Sunday, June 12, 2011

Paragraph Movie Reviews: Love and Other Drugs

If you don't have plans to see this movie, you can check the spoilers here and then come back.

This movie has a lot of charm, but it also feels like three or four writers took turns on the script without really consulting one another. For the most part it's fun and it never becomes unwatchable, but the emotional transitions are so abrupt and ill-paced that it's hard to get a grip on what you're watching. For most of the first hour, it seems to want to be a comedy centered around a burgeoning relationship, and that works, because the funny parts are the standout and because the stars craft a love story you care about. However, somewhere in the second half, the plot gets dropped off a cliff into melodrama with bad romantic comedy cliches, the characters skew way off their established behaviors and the whole enterprise has difficulty recovering.
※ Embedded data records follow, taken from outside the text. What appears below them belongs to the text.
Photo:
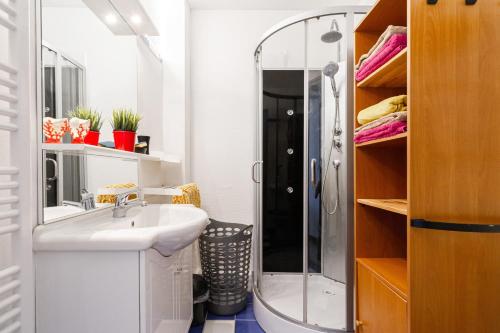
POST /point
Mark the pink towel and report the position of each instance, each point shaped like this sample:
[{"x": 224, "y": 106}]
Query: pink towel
[
  {"x": 383, "y": 131},
  {"x": 392, "y": 47}
]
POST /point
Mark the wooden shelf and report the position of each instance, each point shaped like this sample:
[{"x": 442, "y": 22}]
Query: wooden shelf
[
  {"x": 398, "y": 206},
  {"x": 391, "y": 75},
  {"x": 392, "y": 141},
  {"x": 391, "y": 271},
  {"x": 108, "y": 152}
]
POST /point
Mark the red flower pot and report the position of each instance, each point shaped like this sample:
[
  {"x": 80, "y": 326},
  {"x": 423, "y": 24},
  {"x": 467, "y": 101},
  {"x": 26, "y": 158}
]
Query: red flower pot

Jake Gyllenhaal has the strongest performance as he turns up the charisma and makes you believe him capable of being the smooth-talking ladies man who is just now discovering emotion; when he has to dig a little deeper during the third act, he falters. Anne Hathaway vacillates between being incredibly winning and trying way too hard; she's too smooth and callous at times, and the uneven writing of her character in particular does her no favors. Josh Gad is the standout of the supporting cast as the consistent comic relief while Oliver Platt, Hank Azaria and Judy Greer deliver when they're onscreen, but aren't there long enough to make any real impact. If this movie had figured out where it was going early on, it could have been a keeper, but it ends up instead as just two hours of ok diversionary entertainment.